Credited as the most notable needlepainter of the eighteenth and nineteenth centuries, along with Mary Knowles and Anne Eliza Morritt, and perhaps as few works survive of Mary Delany, embroidery historians unfailingly list Linwood as the artist who inspired the practice of Berlin wool work, today known as needlepoint. Linwood's exhibitions were contemporaneous with the rising popularity of Berlin wool work, until the Royal School of Needlework and the Arts and Crafts movement began to criticize Berlin wool work for having led to a loss of embroidery skills, and in later decades Linwood's notoriety was put in question due to its association with Berlin wool work.

===Legal dispute===
Linwood's needlework exhibition was housed in the old Savile House on Leicester Square, which also housed William Green's Pistol Repository and Shooting Gallery from 1836 to 1855 in a rebuilt section upstairs. The run-down building had been leased to Mary Linwood and associates at the turn of the century. It was subsequently rebuilt and refurbished from 1806 to 1809 by architect Joseph Page (1718–1776). Linwood displayed her work in a long gallery on the first floor from 1809 until her death in 1845. A legal dispute regarding the payment for renovations became a decades long battle, and eventually landed in The House of Lords in 1837. The House decided the case against Linwood and her partners, who were ordered to pay Page. In 1865, Savile House was destroyed by fire.

===Family===
Mary is often confused with her niece Mary Linwood, born circa 1783 in Birmingham, a composer whose works include the oratorio David’s First Victory (1833) and the author of Leicestershire Tales (1808), and the poem Anglo Cambrian (1818).

===Last years and death===
Four years before her death in 1845, Mary's works were still exhibited in London. She worked with stitches of different lengths on a fabric made especially for her in Leicester, and had coarse linen tammy cloth prepared for her as well. Her long and short stitches looked like brush strokes, with silk for highlights. She inspired many amateurs in later years to copy her needlework techniques on a smaller scale.
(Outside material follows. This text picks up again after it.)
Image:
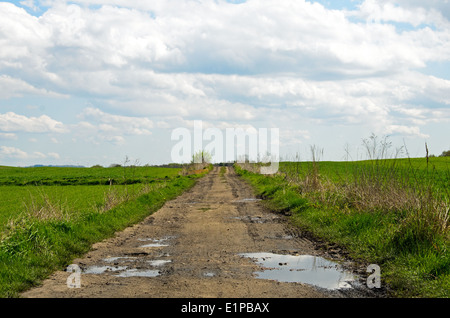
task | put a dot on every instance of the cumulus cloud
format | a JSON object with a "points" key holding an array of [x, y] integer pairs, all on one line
{"points": [[162, 64], [12, 122], [16, 153]]}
She embroidered her last piece when she was seventy-eight, although she lived to be ninety and worked as a school mistress until a year before her death. She never married and, according to the Greater Wigston Historical Society, was the last person in Leicester to use a Sedan chair. In 1845, during her annual visit to her Exhibition in London, Mary Linwood, by then regarded as the most celebrated needlewoman of her age, caught the flu and died. She was buried in St Margaret's Church, Leicester, a church she regularly attended.

Her entire collection was dispersed at Christie's Auction House, after both the British Museum and House of Lords had earlier rejected her offer to donate her collection, the auctioned pieces were sold for sums far below those at which they had been valued a few years previously.

Her tomb in Leicester, erected by friends refers to her skills adding a "lustre on her age, her country and her sex.

An exhibition "Mary Linwood: Art, Stitch & Life" was displayed at Leicester Museum & Art Gallery, 13 September 2025 - 22 February 2026.